でも、このゲームが本当に面白くなるのはその先にある。ダンジョンで手に入れた「歯」をセットすると、その25%が30%になったり、15%になったりする。モンスターを踏む確率を減らして、宝箱を踏む確率を増やす。あるいはあえてモンスターに突っ込む確率を上げて、倒したときの報酬を最大化する。つまりSol Cestoは、運そのものをカスタマイズするゲームなんだ。
開発したのはフランスのGeraud Zucchini(ジェロー・ズッキーニ、プログラマー)とChariospirale(シャリオスピラル、漫画家)のたった2人。パブリッシャーは同じくフランスのGoblinz Publishing。2025年5月27日にアーリーアクセスを開始して、約11ヶ月後の2026年4月10日にバージョン1.0の正式リリースを迎えた。

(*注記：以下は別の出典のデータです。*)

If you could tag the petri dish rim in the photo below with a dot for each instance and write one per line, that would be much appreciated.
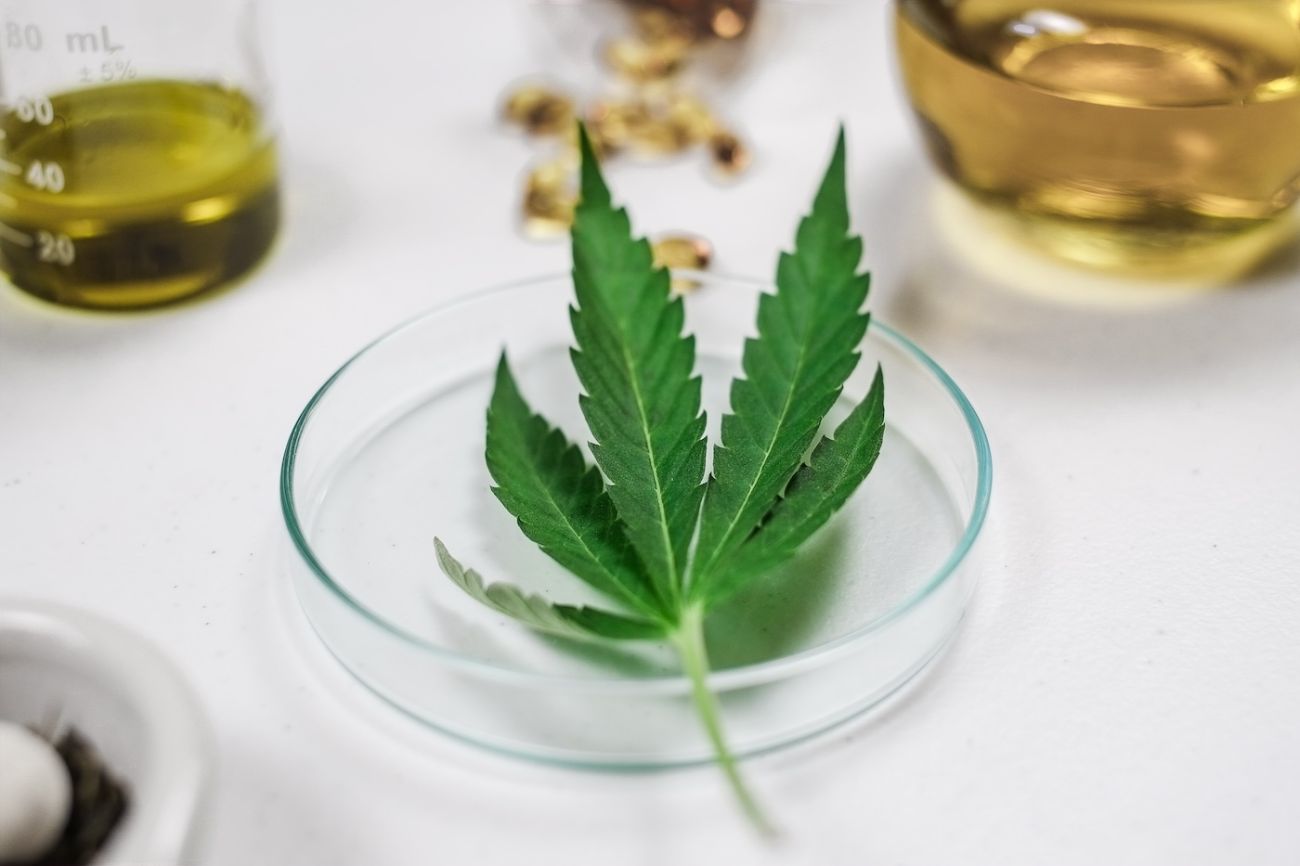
(726, 679)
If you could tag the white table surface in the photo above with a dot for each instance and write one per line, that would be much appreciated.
(1125, 689)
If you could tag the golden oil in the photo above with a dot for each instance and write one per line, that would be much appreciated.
(134, 194)
(1151, 137)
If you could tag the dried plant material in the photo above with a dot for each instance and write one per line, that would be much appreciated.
(549, 199)
(99, 805)
(692, 120)
(728, 24)
(729, 154)
(655, 24)
(707, 18)
(614, 124)
(685, 252)
(646, 61)
(538, 109)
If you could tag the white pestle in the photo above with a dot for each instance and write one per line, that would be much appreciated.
(35, 795)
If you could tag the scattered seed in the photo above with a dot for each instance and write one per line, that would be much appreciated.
(731, 155)
(646, 61)
(540, 111)
(549, 199)
(683, 251)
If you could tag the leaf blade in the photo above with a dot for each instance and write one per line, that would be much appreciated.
(642, 401)
(818, 490)
(534, 611)
(559, 501)
(809, 332)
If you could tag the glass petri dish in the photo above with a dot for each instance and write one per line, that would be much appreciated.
(389, 454)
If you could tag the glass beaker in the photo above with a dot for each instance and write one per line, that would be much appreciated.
(137, 148)
(1153, 137)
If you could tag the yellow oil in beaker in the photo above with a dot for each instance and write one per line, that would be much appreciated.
(134, 194)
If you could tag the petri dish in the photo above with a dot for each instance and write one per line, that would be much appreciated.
(389, 454)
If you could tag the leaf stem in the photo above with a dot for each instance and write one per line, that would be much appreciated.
(694, 661)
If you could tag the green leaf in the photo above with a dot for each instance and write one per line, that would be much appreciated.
(558, 499)
(809, 332)
(820, 488)
(534, 611)
(641, 395)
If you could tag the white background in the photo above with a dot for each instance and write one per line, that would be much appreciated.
(1125, 689)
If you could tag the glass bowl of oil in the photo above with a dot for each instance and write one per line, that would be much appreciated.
(390, 453)
(1151, 138)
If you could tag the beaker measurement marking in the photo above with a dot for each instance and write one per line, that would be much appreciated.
(46, 176)
(21, 37)
(29, 37)
(55, 249)
(37, 109)
(109, 70)
(90, 43)
(13, 236)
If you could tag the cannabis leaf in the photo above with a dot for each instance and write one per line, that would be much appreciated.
(642, 401)
(806, 347)
(563, 620)
(625, 525)
(559, 501)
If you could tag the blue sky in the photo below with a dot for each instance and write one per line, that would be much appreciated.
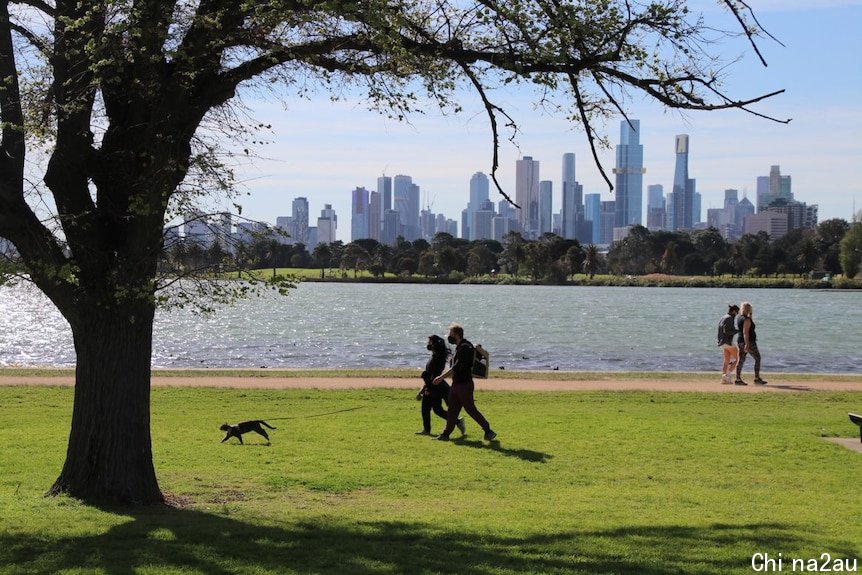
(323, 150)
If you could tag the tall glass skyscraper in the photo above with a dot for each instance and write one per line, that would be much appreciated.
(479, 193)
(300, 219)
(359, 214)
(546, 207)
(628, 201)
(683, 189)
(527, 196)
(593, 214)
(571, 200)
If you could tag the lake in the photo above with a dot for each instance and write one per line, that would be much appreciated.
(336, 325)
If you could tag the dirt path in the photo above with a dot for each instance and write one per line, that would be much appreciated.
(777, 384)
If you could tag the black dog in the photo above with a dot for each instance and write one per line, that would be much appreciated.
(244, 427)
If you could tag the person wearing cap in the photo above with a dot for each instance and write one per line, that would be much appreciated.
(461, 391)
(726, 331)
(433, 396)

アーリーアクセス中に7万本を売り上げ、ウィッシュリストは17万件に到達。正式リリース後の同時接続数は過去最高の約3,400人を記録し、Steamレビューは2,300件超で94%が好評。「2026年のGOTY(年間最優秀作品)候補ローグライト」と評するメディアまで出てきた。価格は1,600円($12.99)。日本語完全対応済み。Steam Deckでも動く。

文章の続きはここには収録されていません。